Now she is happily married to Frank and mother of their three young boys. The religion of her past is behind her, along with any confidence she once had in it. With the onset of her cancer, the memories of Vincent won’t leave Maddie alone, and before long they are affecting everything else: her marriage, her husband, the things they thought they agreed on, the beliefs they thought they shared. Soon Frank, who was to be Maddie’s rock throughout her treatment, is finding fault-lines of his own. In this exquisitely written narrative, Stevenson explores the questions of honesty and commitment, of disease and isolation, and of the many shapes healing takes.
Real Birth: Women Tell Their Stories by Robin Greene (Non-Fiction)

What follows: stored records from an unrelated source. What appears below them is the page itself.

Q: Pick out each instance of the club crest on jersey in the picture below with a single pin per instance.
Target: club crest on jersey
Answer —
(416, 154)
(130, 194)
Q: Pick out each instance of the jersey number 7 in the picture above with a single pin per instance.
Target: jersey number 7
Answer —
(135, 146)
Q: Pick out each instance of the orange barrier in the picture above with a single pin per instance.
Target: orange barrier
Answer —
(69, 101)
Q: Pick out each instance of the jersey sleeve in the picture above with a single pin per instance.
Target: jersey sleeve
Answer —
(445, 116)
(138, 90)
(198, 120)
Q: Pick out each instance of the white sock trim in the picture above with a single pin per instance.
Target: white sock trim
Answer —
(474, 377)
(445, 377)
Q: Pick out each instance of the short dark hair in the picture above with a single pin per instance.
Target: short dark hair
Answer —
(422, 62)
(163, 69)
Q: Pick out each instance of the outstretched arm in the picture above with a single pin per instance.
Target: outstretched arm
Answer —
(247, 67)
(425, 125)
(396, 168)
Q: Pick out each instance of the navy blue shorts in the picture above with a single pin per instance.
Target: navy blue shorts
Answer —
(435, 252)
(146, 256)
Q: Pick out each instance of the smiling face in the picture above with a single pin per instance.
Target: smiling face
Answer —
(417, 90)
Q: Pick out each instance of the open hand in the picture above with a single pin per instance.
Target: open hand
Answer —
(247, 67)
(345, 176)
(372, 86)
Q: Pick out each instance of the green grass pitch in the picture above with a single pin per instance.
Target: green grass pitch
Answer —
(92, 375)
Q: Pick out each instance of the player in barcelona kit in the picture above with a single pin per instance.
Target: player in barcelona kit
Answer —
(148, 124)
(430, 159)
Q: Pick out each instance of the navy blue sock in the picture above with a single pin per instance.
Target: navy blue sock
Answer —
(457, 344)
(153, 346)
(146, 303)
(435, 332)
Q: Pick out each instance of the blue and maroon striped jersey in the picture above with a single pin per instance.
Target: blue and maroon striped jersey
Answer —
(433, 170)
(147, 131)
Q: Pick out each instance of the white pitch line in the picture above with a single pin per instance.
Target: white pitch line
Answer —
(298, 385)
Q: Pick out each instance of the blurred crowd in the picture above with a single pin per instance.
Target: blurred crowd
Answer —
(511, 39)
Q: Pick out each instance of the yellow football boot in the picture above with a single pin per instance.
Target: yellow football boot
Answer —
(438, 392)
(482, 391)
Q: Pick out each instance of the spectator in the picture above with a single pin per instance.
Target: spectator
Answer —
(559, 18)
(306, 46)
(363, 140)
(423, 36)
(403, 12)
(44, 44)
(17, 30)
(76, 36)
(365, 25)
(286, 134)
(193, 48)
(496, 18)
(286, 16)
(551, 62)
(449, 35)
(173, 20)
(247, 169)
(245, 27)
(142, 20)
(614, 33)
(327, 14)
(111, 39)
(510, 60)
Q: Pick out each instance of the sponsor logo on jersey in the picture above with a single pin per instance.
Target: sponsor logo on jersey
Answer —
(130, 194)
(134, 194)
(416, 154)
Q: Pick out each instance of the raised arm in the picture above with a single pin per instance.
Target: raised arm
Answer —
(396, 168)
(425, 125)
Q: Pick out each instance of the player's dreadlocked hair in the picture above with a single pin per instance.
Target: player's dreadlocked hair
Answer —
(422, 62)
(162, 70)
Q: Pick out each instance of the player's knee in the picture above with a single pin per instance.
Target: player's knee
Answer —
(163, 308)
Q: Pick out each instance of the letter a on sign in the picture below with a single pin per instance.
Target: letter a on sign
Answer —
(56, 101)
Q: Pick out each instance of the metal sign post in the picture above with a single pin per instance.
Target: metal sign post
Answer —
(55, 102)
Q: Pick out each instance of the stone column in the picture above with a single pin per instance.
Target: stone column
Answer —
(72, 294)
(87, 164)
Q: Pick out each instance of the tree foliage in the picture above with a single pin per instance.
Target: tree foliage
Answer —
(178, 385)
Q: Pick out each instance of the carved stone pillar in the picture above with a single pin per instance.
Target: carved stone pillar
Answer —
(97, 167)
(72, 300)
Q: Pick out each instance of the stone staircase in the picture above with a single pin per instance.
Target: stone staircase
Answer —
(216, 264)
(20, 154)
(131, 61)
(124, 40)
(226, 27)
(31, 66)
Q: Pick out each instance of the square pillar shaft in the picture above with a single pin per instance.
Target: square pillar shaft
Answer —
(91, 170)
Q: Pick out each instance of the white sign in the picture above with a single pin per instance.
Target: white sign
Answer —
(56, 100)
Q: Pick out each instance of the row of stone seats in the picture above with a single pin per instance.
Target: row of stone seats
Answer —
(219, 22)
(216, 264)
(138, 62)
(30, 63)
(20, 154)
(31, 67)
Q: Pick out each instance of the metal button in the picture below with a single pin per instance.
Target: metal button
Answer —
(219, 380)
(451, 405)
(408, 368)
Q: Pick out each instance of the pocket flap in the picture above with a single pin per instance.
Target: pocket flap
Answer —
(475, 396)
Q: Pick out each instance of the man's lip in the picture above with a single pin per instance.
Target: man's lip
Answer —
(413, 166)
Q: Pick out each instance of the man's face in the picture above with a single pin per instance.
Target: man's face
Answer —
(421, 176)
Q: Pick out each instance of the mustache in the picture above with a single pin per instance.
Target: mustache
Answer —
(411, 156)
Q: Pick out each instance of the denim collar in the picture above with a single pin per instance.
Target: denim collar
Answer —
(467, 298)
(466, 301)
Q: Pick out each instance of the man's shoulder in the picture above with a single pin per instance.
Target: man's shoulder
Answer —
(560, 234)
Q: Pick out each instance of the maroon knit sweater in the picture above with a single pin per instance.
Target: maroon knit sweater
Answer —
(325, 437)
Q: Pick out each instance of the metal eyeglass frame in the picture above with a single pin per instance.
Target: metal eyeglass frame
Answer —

Intimate and intensely personal, the forty-five first-person narratives contained in Real Birth: Women Share Their Stories offer readers a window into the complex and emotionally exciting experience of childbirth. Women from a full range of socioeconomic backgrounds and circumstances recount the childbirth choices they’ve made and the ways those choices have played themselves out in the real life contexts of their everyday lives. Readers meet women from all over the country who speak to us directly––no interviewer intrudes, no judgments intrude, and no single method of childbirth is advocated. Instead, these women offer us their candid experiences, presented clearly and unflinchingly.
Medically reviewed by physicians Dr. Richard Randolph for the first edition and Dr. Deborah Morris for this second edition, Real Birth offers readers a plethora of correct information as well the kind of real scoop that other books and health care professionals are often reluctant to reveal. The result is a well-grounded book that reaches across the boundaries of childbirth literature.
Real Birth is introduced by Ariel Gore, journalist, editor, writer, and founding editor/publisher of Hip Mama, an Alternative Press Award-winning publication about the culture of motherhood. Also included are an extensive glossary of medical terms, a thoroughly researched selective bibliography, and a list of resources of interest to pregnant women and new moms.
Remember, exactly how you structure your book blurb is completely up to you, but a good blurb will include the main elements listed above: setting, character, conflict, enticement to learn more.
So tell us, what’s the worst book blurb you’ve ever read? The best? What do you look for when you read a book’s back cover?